A categoria mediação possibilita uma análise não dicotômica da realidade, permitindo, desse modo, uma explicitação da relação dialética que articula a relação parte/todo, totalidade/historicidade, objetividade/subjetividade, concreto/abstrato, indo para além da aparência. Contudo, como alertam Aguiar e Ozella (2013), essa categoria é o centro organizador dessa relação, na medida em que vai além da mera função de apenas ligar dois polos.

Isso nos permite afirmar que muito embora esses polos sejam diferentes, se constituem mutuamente numa relação dialética, evitando, como diz Oliveira (2005, apud AGUIAR, 2016, p. 264), “que se tome um com o outro de forma isolada quando, na verdade, são polos complementares de um mesmo processo”.

Neste estudo, a intenção é buscar a totalidade do fenômeno estudado, e isto se torna possível ao apreendermos algumas de suas mediações como (classe social, raça, política e gênero).
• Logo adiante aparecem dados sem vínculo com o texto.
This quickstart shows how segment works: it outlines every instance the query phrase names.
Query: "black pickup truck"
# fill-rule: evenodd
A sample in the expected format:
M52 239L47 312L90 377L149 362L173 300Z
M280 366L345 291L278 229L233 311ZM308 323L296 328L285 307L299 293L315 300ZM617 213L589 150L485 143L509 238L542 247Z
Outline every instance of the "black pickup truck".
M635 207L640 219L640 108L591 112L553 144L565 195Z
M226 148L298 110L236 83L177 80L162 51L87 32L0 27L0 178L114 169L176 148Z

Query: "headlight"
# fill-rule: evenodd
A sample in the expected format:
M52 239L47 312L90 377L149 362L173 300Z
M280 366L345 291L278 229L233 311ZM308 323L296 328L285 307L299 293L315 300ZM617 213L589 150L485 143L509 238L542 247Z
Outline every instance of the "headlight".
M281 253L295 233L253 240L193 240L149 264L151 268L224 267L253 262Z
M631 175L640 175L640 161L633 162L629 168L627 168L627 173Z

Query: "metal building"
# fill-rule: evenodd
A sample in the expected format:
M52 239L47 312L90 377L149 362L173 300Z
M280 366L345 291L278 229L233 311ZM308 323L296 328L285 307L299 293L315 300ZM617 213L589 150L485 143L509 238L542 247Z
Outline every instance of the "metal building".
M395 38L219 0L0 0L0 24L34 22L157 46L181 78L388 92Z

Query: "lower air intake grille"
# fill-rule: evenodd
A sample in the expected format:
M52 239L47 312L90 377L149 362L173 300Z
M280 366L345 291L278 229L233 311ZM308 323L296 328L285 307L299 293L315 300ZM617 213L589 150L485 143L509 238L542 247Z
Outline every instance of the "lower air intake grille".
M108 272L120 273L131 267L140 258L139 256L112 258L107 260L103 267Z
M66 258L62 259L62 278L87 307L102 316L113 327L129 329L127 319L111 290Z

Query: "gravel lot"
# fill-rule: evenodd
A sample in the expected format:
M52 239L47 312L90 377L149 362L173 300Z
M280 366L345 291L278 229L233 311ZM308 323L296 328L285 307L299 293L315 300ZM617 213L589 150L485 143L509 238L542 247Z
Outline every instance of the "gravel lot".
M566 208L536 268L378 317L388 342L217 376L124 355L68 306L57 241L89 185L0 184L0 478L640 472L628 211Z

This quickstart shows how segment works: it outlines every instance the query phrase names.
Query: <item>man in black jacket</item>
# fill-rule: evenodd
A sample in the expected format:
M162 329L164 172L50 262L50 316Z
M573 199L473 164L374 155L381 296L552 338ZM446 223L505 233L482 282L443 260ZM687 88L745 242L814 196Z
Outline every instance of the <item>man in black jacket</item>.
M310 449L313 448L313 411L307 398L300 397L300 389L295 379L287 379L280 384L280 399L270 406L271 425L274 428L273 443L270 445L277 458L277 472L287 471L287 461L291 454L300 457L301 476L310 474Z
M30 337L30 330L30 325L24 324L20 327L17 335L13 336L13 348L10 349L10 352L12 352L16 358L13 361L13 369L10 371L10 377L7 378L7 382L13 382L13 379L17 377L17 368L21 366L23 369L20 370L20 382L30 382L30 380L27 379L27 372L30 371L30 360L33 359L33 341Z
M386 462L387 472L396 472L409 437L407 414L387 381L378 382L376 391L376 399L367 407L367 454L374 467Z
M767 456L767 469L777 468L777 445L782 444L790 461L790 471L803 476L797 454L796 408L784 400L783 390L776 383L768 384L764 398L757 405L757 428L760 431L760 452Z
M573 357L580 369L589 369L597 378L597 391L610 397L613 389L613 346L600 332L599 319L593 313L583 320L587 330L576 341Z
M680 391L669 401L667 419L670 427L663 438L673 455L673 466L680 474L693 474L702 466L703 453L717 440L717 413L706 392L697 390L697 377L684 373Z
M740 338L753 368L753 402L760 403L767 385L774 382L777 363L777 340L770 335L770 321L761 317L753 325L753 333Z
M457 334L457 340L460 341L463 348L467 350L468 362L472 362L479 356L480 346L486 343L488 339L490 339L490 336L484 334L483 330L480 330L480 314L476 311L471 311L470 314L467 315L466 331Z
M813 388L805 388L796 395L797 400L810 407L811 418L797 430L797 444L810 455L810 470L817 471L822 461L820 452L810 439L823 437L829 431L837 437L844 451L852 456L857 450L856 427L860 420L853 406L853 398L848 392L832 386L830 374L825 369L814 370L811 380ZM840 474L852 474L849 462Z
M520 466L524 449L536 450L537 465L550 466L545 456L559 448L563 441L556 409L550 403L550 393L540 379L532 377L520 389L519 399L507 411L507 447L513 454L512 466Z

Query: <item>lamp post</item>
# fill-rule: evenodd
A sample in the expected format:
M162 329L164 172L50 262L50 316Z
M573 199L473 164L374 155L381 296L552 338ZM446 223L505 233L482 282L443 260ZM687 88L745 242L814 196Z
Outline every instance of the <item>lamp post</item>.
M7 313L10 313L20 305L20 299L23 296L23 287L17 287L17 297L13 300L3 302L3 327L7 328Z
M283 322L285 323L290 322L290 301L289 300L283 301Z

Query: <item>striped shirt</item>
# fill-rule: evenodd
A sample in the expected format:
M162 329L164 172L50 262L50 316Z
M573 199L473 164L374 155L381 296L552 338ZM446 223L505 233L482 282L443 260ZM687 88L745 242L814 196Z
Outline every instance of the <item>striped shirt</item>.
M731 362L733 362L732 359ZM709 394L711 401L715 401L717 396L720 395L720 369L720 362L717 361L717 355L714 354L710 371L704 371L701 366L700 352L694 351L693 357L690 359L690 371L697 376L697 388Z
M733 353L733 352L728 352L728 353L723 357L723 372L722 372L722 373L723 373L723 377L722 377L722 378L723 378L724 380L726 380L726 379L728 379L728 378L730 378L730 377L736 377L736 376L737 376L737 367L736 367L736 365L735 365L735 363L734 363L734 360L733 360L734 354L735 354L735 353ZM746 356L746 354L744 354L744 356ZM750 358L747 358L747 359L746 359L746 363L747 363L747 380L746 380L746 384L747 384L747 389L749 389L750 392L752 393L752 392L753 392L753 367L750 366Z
Tal compreensão se faz por entendemos a adolescência como um fenômeno histórico-social e, portanto, contingente, ou seja, existe hoje, mas poderá não existir amanhã.

Considerando-se tal concepção acerca da adolescência, podemos afirmar que esse fenômeno não está presente em todas as culturas e, onde ele existe, não se constitui de maneira homogênea, como esclarece Lowy (1987, apud AGUIAR; OZELLA, 2016, p. 262) “que as consciências possíveis numa sociedade de classes não se situam no mesmo plano, sendo que um único fato poderá ser interpretado de formas diferentes, a partir de distintas compreensões da realidade”.

Ao fazermos uma síntese das mediações que constituem os sujeitos desta pesquisa estamos compondo sua totalidade, que por sua vez, não é o todo porque o todo não é possível de se apreender, dado que é movimento complexo de outros complexos. Todavia, a totalidade é a realidade possível de se observar; realidade essa que consideramos suficiente para apreender a gênese do fenômeno.